Each stage is an independent Python module — no stage has a direct import from the next. The sink destination is the only runtime-variable component.

02 — Source Schema

Six tables from BigQuery's thelook_ecommerce public dataset.

The pipeline is table-agnostic — any table name is valid input to the BigQuery extractor. The six tables below represent the core e-commerce domain: transactional (orders, order_items), dimensional (users, products), operational (inventory_items), and behavioural (events).

Infochart 02 · Source Schema — thelook_ecommerce

Six e-commerce tables · key columns · row counts

The BigQuery extractor accepts any table name from this dataset. Pydantic model classes correspond 1-to-1 with each table.

03 — Pydantic Validation Layer

Type safety at the ingestion boundary — before a single record enters DuckDB.

Pydantic v2 models act as the contract between the BigQuery extractor and the DuckDB loader. Every record is passed through the relevant model class — invalid records are intercepted, logged, and either rejected or quarantined before they can corrupt the analytical layer.

Infochart 03 · Pydantic Validation — Order Model Example

Input dict → OrderModel → valid record OR validation error

Each source table has a corresponding Pydantic model class. Validation runs per-record at ingestion time, not batch-after-load.

04 — Multi-Destination Sink

One pipeline, three output targets — selected at runtime.

After DuckDB processes the validated records, the sink adapter writes the output to whichever destination is specified at runtime. Each adapter is a separate Python class implementing a common SinkAdapter interface — swapping destinations requires no changes to the extraction or validation layers.

Infochart 04 · Sink Destination Comparison

CSV · Amazon S3 · MotherDuck — when to use each

Each sink is independently configurable via environment variables. The pipeline exports DuckDB query results — the output is always post-validation and post-DuckDB processing.

05 — Component Architecture

Four independent modules, zero cross-imports between stages.
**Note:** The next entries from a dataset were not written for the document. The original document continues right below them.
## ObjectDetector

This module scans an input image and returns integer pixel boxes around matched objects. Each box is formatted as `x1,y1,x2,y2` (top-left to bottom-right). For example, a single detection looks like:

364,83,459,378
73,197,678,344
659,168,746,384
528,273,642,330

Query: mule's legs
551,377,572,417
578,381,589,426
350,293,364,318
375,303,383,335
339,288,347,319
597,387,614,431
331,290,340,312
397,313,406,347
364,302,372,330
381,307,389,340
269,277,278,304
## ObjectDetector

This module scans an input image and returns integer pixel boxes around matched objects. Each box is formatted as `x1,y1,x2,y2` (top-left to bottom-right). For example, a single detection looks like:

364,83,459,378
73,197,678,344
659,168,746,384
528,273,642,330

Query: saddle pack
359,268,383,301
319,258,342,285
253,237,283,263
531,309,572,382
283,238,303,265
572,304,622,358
Each component is a Python module with a single public interface. The orchestrator (main.py) is the only file that imports from multiple modules — ensuring that each component can be unit-tested in isolation, and that a change in one module cannot break another.

Python modules

BigQuery extractor, Pydantic validator, DuckDB loader, and multi-sink adapter — independently testable

Output destinations

CSV, Amazon S3, MotherDuck — selected at runtime via --sink flag, no code change required

Source tables

orders, order_items, users, products, inventory_items, events — each with a corresponding Pydantic model class

Infochart 05 · Module Dependency Map

main.py orchestrates — modules never import each other

The dependency inversion keeps each module independently testable. Unit tests for the BigQuery extractor mock the BQ client; tests for the Pydantic validator use hardcoded dicts; tests for sinks use in-memory DuckDB relations.

06 — Deliverables

A reproducible, independently-testable ETL codebase.

Every component ships with unit tests, environment variable configuration, and a README covering local setup and sink-specific credential requirements.
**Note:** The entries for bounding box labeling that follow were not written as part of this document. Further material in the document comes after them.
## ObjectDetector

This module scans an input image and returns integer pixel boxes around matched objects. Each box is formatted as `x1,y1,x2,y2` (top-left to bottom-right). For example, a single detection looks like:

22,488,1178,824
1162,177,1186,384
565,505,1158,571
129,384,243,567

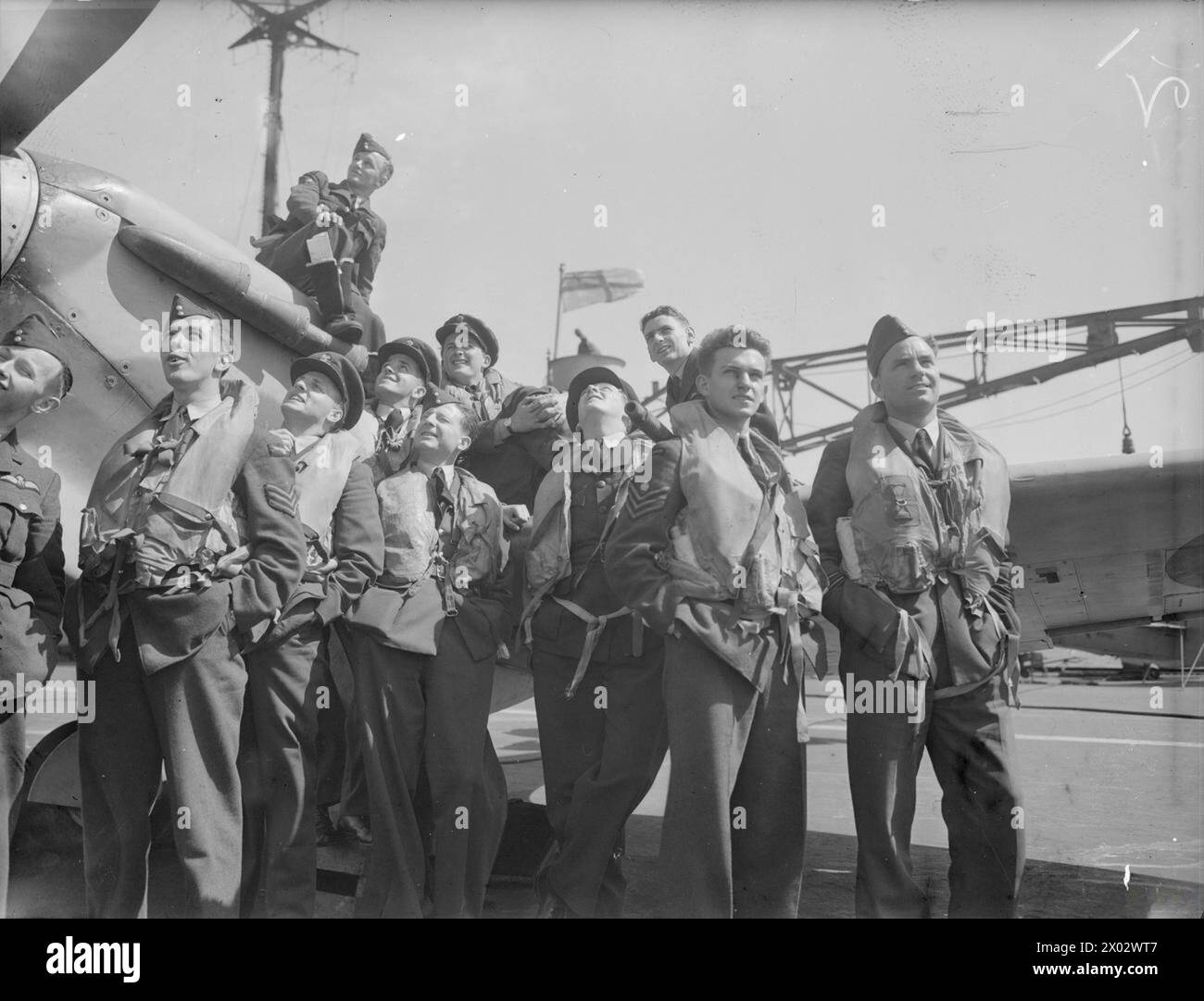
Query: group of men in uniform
0,278,1023,917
BigQuery Extractor (bq_client.py)

Table-agnostic extractor using the BigQuery Python client. Returns validated list[dict] output. Auth via service account JSON or ADC.
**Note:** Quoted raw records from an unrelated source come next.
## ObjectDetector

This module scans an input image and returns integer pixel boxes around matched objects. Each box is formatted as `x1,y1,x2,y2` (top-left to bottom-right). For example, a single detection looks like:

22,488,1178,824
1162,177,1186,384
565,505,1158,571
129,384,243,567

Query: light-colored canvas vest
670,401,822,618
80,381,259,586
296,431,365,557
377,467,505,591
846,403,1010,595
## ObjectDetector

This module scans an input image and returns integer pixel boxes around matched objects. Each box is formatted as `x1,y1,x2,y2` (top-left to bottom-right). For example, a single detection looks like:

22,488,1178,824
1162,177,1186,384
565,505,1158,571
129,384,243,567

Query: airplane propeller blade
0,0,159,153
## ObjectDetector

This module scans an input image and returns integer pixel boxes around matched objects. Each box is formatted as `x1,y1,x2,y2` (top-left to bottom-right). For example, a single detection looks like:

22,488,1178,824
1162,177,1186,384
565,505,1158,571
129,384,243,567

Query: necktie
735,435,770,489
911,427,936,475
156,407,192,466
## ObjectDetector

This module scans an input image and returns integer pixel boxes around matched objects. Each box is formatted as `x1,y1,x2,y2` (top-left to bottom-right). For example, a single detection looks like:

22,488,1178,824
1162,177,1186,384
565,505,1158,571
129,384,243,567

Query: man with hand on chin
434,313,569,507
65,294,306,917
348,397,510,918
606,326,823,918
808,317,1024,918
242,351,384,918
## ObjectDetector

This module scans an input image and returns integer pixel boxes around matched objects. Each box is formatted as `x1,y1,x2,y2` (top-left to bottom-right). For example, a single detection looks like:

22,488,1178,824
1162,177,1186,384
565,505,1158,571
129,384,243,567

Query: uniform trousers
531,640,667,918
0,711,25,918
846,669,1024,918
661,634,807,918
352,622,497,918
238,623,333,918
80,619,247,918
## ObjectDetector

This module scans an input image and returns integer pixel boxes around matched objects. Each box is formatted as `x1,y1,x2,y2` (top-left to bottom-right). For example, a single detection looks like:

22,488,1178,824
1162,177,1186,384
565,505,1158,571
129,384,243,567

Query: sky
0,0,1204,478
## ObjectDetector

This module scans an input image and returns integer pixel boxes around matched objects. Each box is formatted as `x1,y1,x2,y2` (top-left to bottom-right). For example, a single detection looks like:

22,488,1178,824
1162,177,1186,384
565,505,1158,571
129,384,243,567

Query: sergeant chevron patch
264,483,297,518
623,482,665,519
Pydantic Models (models.py)

One BaseModel subclass per source table. Type coercion, enum validation, nullability enforcement, and strict/tolerant mode configuration.

DuckDB Loader (duckdb_loader.py)

In-process analytical engine. Receives validated records, creates in-memory DuckDB tables, exposes DuckDBRelation for sink consumption.

Multi-Sink Adapters (sinks.py)

CSVSink, S3Sink, and MotherDuckSink — all implementing a common SinkAdapter protocol. Runtime-selectable via --sink CLI flag.

Unit Test Suite (pytest)

Independent tests per module. BigQuery mocked with unittest.mock. Validator tests use hardcoded valid/invalid dicts. Sink tests use in-memory DuckDB.

README + .env template

Local setup guide, GCP service account configuration, AWS credential setup, MotherDuck token setup, and example CLI invocations for each sink.

“

A pipeline is only as trustworthy as the data that enters it. Validate at the boundary, process in-memory, and make the output destination a runtime decision — not a hardcoded assumption.